Re: setrlimit() extension suggestion



On Mon, 21 Apr 2008 04:58:53 -0700 (PDT) David Schwartz <davids@xxxxxxxxxxxxx> wrote:
| On Apr 20, 10:43 pm, phil-news-nos...@xxxxxxxx wrote:
|
|> I'd like to suggest an extension to setrlimit() and getrlimit(). The resource
|> symbol would be RLIMIT_TIME (or RLIMIT_LINUX_TIME to designate an extension in
|> case a future POSIX change uses RLIMIT_TIME in an incompatible way). What it
|> should do is set a limit on "wallclock" time.
|
| I can't think of a use for it.

I'd like to suggest that all the features in Linux that you can't think of
a use for be immediately removed.

I had a use for it yesterday. I ended up using the "timelimit" program in
the netpipes package.


|> Unreliable means exist now. One of them is a parent process that keeps time
|> and kills the child. But a child could "run away" fairly easily (fork and
|> change process group). A hard RLIMIT_TIME would be inescapable.
|
| I don't see how that would be useful. You would face an insoluable
| "three bears" problem. Minutes are too low for long-lived working
| processes, but seconds are too long for fork bombs.

Uh ... you can specify whatever time limit you want.

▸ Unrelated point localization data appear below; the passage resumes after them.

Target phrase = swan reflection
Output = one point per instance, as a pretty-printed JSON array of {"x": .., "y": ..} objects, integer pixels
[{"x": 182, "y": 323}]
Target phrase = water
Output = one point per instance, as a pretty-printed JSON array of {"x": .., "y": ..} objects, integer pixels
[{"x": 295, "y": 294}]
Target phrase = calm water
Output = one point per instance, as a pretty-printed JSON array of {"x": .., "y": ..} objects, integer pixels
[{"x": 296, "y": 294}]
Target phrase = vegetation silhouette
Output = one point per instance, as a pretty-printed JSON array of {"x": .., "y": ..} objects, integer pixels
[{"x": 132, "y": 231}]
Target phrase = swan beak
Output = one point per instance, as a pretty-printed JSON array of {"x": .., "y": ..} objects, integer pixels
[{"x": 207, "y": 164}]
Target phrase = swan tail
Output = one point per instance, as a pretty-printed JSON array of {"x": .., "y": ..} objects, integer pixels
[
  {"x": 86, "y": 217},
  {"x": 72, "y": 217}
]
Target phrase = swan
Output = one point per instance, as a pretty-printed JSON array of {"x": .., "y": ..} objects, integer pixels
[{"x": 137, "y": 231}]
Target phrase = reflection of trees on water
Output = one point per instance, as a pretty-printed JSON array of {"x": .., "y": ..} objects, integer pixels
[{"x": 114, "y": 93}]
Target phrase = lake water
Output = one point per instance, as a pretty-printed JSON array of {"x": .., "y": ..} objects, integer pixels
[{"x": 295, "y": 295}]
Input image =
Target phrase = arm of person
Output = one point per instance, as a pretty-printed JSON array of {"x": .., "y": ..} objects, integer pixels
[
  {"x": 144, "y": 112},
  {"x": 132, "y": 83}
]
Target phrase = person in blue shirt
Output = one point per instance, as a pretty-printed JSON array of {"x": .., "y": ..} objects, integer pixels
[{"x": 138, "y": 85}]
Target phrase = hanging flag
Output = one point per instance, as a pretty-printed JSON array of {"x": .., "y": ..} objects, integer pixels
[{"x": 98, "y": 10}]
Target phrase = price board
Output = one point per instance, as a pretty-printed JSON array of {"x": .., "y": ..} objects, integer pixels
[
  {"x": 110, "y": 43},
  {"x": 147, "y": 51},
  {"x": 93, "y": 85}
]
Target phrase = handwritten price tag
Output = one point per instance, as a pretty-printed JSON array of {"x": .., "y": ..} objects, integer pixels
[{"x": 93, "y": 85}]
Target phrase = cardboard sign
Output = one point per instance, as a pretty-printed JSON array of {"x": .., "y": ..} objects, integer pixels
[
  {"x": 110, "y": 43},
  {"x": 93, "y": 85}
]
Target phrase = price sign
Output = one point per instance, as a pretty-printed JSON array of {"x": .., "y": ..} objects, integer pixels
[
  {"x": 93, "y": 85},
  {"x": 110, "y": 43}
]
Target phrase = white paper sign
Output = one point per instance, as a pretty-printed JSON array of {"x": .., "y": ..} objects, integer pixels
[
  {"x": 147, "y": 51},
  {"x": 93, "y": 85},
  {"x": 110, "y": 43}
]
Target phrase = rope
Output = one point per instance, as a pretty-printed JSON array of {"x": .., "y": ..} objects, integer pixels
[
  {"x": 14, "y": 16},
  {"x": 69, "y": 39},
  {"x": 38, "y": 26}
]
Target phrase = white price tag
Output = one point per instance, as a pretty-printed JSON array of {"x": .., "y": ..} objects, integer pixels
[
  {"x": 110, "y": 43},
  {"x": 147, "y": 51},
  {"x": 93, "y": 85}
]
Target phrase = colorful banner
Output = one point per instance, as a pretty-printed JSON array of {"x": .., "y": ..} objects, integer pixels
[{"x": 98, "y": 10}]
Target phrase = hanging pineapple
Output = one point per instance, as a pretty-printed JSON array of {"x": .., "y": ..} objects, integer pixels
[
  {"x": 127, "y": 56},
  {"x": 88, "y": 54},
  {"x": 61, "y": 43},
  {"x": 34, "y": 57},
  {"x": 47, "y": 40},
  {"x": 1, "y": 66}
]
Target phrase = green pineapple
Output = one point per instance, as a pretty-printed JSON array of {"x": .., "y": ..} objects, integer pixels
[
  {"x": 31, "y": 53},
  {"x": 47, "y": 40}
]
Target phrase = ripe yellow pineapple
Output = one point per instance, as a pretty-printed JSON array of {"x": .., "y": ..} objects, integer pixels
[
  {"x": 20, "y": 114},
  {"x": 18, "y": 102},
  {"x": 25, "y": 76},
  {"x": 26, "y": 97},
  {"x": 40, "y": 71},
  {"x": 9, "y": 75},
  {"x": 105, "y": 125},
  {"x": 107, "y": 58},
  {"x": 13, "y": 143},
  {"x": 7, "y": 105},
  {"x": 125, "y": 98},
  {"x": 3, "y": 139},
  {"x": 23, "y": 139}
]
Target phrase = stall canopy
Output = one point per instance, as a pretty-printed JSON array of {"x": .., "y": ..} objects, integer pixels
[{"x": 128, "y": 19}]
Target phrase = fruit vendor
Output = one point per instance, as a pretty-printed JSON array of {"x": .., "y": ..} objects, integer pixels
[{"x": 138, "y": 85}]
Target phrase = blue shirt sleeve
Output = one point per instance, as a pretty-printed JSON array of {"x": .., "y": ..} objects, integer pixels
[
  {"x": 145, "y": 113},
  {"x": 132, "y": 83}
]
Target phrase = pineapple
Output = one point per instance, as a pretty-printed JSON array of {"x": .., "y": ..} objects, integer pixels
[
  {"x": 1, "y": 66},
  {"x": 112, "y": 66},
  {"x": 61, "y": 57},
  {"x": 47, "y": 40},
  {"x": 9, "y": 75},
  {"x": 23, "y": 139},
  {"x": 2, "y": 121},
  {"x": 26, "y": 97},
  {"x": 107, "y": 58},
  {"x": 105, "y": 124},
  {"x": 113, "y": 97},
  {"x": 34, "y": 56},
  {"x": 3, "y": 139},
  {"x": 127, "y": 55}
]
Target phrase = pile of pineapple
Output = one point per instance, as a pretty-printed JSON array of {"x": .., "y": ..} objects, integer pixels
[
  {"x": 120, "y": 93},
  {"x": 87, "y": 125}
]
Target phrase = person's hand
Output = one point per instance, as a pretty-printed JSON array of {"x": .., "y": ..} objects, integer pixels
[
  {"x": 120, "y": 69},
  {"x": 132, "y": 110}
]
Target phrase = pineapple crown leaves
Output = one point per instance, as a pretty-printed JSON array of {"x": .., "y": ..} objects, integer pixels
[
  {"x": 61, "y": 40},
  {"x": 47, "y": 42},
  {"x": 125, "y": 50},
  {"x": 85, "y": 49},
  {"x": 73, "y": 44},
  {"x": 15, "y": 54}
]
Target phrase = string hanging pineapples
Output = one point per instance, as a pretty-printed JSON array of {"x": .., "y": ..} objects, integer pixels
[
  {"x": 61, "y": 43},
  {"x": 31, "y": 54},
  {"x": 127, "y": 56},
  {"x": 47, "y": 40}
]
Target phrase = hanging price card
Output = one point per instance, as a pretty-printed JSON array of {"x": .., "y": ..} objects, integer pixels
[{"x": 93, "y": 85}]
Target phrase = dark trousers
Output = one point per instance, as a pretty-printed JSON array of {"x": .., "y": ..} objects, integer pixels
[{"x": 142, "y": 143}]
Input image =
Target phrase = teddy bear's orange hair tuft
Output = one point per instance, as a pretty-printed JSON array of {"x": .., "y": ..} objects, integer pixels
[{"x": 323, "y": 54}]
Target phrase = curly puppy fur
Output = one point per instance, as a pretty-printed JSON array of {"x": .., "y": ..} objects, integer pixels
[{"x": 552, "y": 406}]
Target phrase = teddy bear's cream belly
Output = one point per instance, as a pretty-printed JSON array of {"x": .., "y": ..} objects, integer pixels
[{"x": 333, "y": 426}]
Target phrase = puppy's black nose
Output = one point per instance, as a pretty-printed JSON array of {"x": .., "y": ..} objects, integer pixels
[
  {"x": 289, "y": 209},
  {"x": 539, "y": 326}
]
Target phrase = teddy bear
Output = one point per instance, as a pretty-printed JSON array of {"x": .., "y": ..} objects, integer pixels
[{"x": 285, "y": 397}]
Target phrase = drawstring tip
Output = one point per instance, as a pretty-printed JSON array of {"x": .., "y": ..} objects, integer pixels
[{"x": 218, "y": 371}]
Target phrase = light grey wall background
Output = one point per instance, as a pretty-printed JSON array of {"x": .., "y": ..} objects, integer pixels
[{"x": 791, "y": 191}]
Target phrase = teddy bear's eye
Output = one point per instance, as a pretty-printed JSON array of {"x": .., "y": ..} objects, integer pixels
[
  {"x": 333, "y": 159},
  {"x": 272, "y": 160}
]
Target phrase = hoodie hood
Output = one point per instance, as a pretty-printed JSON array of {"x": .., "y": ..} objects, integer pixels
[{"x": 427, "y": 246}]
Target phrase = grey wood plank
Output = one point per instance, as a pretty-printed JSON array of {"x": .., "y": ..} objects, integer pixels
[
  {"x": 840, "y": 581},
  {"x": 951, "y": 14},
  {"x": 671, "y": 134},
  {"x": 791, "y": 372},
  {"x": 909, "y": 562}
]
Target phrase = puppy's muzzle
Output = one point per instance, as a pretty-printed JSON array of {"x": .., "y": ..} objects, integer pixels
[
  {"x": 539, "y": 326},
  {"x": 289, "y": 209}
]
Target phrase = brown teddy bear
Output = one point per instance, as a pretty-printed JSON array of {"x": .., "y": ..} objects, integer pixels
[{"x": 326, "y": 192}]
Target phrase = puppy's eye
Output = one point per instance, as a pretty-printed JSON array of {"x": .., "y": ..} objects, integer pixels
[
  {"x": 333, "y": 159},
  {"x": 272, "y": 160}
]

Minutes and seconds are
just a resolution. If 15 seconds is just right, then use that. If you think
we need a finer resolution than 1 second, what is in your mind? Milliseconds?


| If that's the job, the proposed RLIMIT_TIME is the wrong tool.

What do you think is the right tool to make sure a process be run for no more
than 15 seconds wallclock time (it doesn't use much CPU time)?